For oil traders and speculators hitting the sell button has become almost automatic, as the heavily bearish tone for the commodity shows no signs of abating just yet, with another solid move lower yesterday offering low risk trading opportunities once again. Perhaps more importantly yesterday’s wide spread down candle closed below the potential platform of support that had been building in the $76 per barrel region, with the oil trading session ending at $74.21 per barrel having fallen $2.74 on the day. This dramatic move lower was accompanied with high volume at 421k, and merely confirming the heavy selling pressure on the day, with sustained selling continuing overnight and into the London session with oil currently trading at $73.47 per barrel at the time of writing.
Whilst the technical remains very bearish, there is little in the fundamental picture to suggest that we are like to see any meaningful reversal in the short term, and even yesterday’s oil inventory report which delivered a draw in supplies against a forecast of a modest build, failed to offer any support to the beleaguered commodity. In terms of negative news for oil, these are legion. The slowdown in China remains top of the list with the recent factory output suggesting that growth in the second largest economy in the world is continuing to lose momentum and at its weakest in over 20 years, a worrying sign. This weakness was further confirmed by OPEC this week, who are forecasting a fall in demand of approximately 1m barrels a day next year, partly as a result of the economic malaise but also due to the increase in US shale extraction which is now increasing output dramatically in the oil fields of North Dakota and Texas.

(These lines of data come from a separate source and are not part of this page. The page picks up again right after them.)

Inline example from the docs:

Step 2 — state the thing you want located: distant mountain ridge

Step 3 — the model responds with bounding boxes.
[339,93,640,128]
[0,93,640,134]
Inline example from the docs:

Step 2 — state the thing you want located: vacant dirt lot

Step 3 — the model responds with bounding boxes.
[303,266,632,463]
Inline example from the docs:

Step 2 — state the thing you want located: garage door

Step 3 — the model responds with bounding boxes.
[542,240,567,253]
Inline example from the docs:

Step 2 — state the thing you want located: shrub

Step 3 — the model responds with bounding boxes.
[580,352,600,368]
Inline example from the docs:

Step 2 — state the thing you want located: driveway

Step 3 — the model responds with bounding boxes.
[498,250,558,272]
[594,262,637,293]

Coupled with Canada’s oil sands, both are now adding further pressure to oil as extraction from alternative sources continues to expand.
The US dollar too is also adding its own weight to the downwards decline with the technical and fundamental picture for the currency of first reserve remaining strong.
The key date now for oil traders is the 27th November with the next OPEC meeting now on the horizon, and with such a weight of negative sentiment for oil, the only question is when Saudi Arabia will begin to cut supply in order to provide some much needed support for oil and the member states. What is also interesting is the narrowing of the spread between Brent and WTI which has closed to $3 per barrel, down from $6 per barrel of over a week ago.
In the short to medium term the outlook remains heavily bearish and for technical traders, all the immediate support regions have now been breached, with a potential to move to test the lows of 2009 at $64.50 per barrel. However, much will depend on the next OPEC meeting, where the prospect of such a level would set the alarms bells ringing. As always, it will be volume that signals any reversal in sentiment and for any meaningful rally in oil prices, we will need to see a sustained buying climax of some duration if the current trend is to be reversed. For now for oil traders, the sell button remains the one to select, at least in the short term.